Each country has its own tax laws. Nigeria, for instance, adopts the residency principle while some countries apply the source principle in deciding whether a taxpayer will pay tax in that jurisdiction. Hence, if a business is tax resident in Nigeria and generates income or profit in the United States, this could lead to double taxation or double non-taxation. Double taxation arises when a specific income or profits is taxed in two jurisdictions, that is, where the income is earned (the source state) or in the state of residence. On the other hand, double non-taxation occurs when a taxpayer evades tax on the profits or income in the source state and resident state. These issues may reduce the inflow of foreign direct investment and international taxation has created tax treaty as a cure.
A tax treaty is a written agreement between two countries that helps to lessen the risk of double taxation and double non-taxation. Furthermore, a tax treaty shows the category of income, tax treatment, where this income would be taxable (at residence, at source or both) and the timing for taxation. It also provides the Mutual Agreement Procedure (MAP) for settling conflicts arising from the execution of the agreement or in the allocation of taxing rights. Nigeria has tax treaties with fourteen (14) countries. They are Belgium, Canada, China, Czech Republic, France, Italy, the Netherlands, Pakistan, Philippines, Romania, Signapore, Slovakia, South Africa, and the United Kingdom.

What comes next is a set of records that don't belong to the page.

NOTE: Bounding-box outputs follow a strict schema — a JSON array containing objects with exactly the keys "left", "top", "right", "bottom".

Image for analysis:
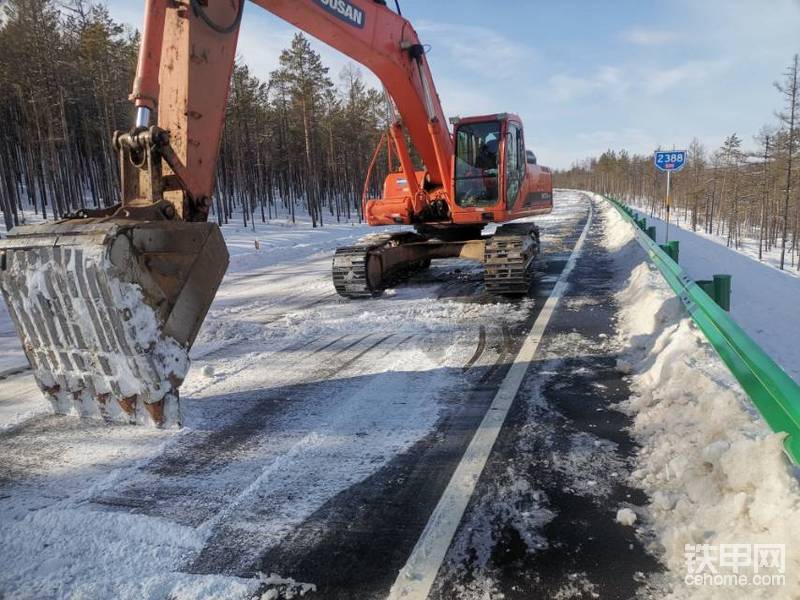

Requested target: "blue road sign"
[{"left": 654, "top": 150, "right": 686, "bottom": 171}]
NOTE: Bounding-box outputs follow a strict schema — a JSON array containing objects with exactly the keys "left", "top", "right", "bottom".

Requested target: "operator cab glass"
[{"left": 455, "top": 121, "right": 501, "bottom": 206}]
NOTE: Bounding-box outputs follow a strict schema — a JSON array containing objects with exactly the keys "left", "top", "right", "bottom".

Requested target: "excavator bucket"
[{"left": 0, "top": 219, "right": 228, "bottom": 426}]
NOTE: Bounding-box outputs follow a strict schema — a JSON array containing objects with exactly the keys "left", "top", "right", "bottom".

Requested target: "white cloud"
[
  {"left": 549, "top": 65, "right": 630, "bottom": 102},
  {"left": 622, "top": 27, "right": 678, "bottom": 46},
  {"left": 415, "top": 21, "right": 537, "bottom": 79},
  {"left": 643, "top": 61, "right": 725, "bottom": 95}
]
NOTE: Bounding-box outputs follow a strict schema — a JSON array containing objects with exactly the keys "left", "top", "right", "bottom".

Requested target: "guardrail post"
[
  {"left": 695, "top": 279, "right": 714, "bottom": 299},
  {"left": 714, "top": 273, "right": 731, "bottom": 312},
  {"left": 667, "top": 240, "right": 680, "bottom": 262}
]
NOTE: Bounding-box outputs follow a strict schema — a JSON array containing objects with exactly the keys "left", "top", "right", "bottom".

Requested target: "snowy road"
[
  {"left": 0, "top": 192, "right": 800, "bottom": 600},
  {"left": 0, "top": 194, "right": 588, "bottom": 597}
]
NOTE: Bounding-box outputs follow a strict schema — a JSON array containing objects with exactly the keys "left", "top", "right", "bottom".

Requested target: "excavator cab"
[{"left": 453, "top": 120, "right": 502, "bottom": 207}]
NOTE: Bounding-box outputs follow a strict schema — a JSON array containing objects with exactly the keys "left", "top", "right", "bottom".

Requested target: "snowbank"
[
  {"left": 624, "top": 202, "right": 800, "bottom": 382},
  {"left": 606, "top": 195, "right": 800, "bottom": 599}
]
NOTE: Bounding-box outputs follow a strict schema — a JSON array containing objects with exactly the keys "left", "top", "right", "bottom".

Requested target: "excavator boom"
[{"left": 0, "top": 0, "right": 552, "bottom": 425}]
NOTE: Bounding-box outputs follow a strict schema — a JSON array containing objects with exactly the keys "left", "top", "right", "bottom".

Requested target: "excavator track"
[
  {"left": 484, "top": 223, "right": 539, "bottom": 296},
  {"left": 332, "top": 232, "right": 431, "bottom": 298}
]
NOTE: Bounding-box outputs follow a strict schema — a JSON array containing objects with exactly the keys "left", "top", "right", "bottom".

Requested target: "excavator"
[{"left": 0, "top": 0, "right": 552, "bottom": 427}]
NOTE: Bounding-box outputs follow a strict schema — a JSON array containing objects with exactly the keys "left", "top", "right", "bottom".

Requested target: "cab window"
[
  {"left": 455, "top": 121, "right": 500, "bottom": 206},
  {"left": 505, "top": 123, "right": 525, "bottom": 208}
]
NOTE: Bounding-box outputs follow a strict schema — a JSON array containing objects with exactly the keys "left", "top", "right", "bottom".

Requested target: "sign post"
[{"left": 653, "top": 150, "right": 686, "bottom": 243}]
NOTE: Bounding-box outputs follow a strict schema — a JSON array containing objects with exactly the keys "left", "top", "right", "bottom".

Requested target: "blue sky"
[{"left": 107, "top": 0, "right": 800, "bottom": 167}]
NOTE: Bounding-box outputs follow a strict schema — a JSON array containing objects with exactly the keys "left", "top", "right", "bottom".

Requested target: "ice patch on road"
[{"left": 606, "top": 198, "right": 800, "bottom": 600}]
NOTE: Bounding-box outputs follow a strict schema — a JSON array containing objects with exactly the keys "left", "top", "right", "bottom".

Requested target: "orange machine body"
[
  {"left": 365, "top": 113, "right": 553, "bottom": 226},
  {"left": 131, "top": 0, "right": 552, "bottom": 232}
]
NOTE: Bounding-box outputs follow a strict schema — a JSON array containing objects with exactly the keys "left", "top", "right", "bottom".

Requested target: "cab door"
[{"left": 504, "top": 122, "right": 525, "bottom": 210}]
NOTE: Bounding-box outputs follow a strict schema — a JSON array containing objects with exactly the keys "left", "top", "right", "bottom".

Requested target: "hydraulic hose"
[{"left": 191, "top": 0, "right": 245, "bottom": 35}]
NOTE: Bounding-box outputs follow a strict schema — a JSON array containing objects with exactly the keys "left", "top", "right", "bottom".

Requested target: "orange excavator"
[{"left": 0, "top": 0, "right": 552, "bottom": 426}]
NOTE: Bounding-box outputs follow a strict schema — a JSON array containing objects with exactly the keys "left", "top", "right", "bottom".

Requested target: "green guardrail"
[{"left": 604, "top": 196, "right": 800, "bottom": 464}]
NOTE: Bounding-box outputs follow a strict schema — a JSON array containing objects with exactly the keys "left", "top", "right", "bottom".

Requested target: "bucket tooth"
[
  {"left": 143, "top": 398, "right": 164, "bottom": 427},
  {"left": 117, "top": 396, "right": 137, "bottom": 419},
  {"left": 94, "top": 392, "right": 111, "bottom": 421}
]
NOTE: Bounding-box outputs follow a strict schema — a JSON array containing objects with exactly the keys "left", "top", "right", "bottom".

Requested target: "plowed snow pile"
[{"left": 598, "top": 197, "right": 800, "bottom": 599}]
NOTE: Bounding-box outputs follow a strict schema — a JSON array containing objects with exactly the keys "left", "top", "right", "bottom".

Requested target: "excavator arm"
[
  {"left": 0, "top": 0, "right": 552, "bottom": 425},
  {"left": 130, "top": 0, "right": 453, "bottom": 220},
  {"left": 0, "top": 0, "right": 452, "bottom": 425}
]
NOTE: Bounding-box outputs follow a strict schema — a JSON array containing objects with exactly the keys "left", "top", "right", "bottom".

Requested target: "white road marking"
[{"left": 389, "top": 200, "right": 594, "bottom": 600}]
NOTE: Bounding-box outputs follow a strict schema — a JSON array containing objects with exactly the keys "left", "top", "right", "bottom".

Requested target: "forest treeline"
[
  {"left": 0, "top": 0, "right": 386, "bottom": 228},
  {"left": 556, "top": 55, "right": 800, "bottom": 269}
]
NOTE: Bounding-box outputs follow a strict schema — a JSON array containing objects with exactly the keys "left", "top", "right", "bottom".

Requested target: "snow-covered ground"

List of countries that have tax treaty with Nigeria
The National Assembly is yet to ratify tax treaties with Kenya, Mauritius, Poland, South Korea, Spain, and Sweden. Under a tax treaty, residents of a contracting state pay tax on certain income at a lower rate. Foreign tax payable by taxpayers in these 14 countries is allowed as a credit against tax payable in Nigeria. If the scope of tax treaty does not cover a particular income, or if a country has no tax treaty with Nigeria, then a taxable person must pay tax at the standard rates and file a Nigerian tax return in line with the prescribed format.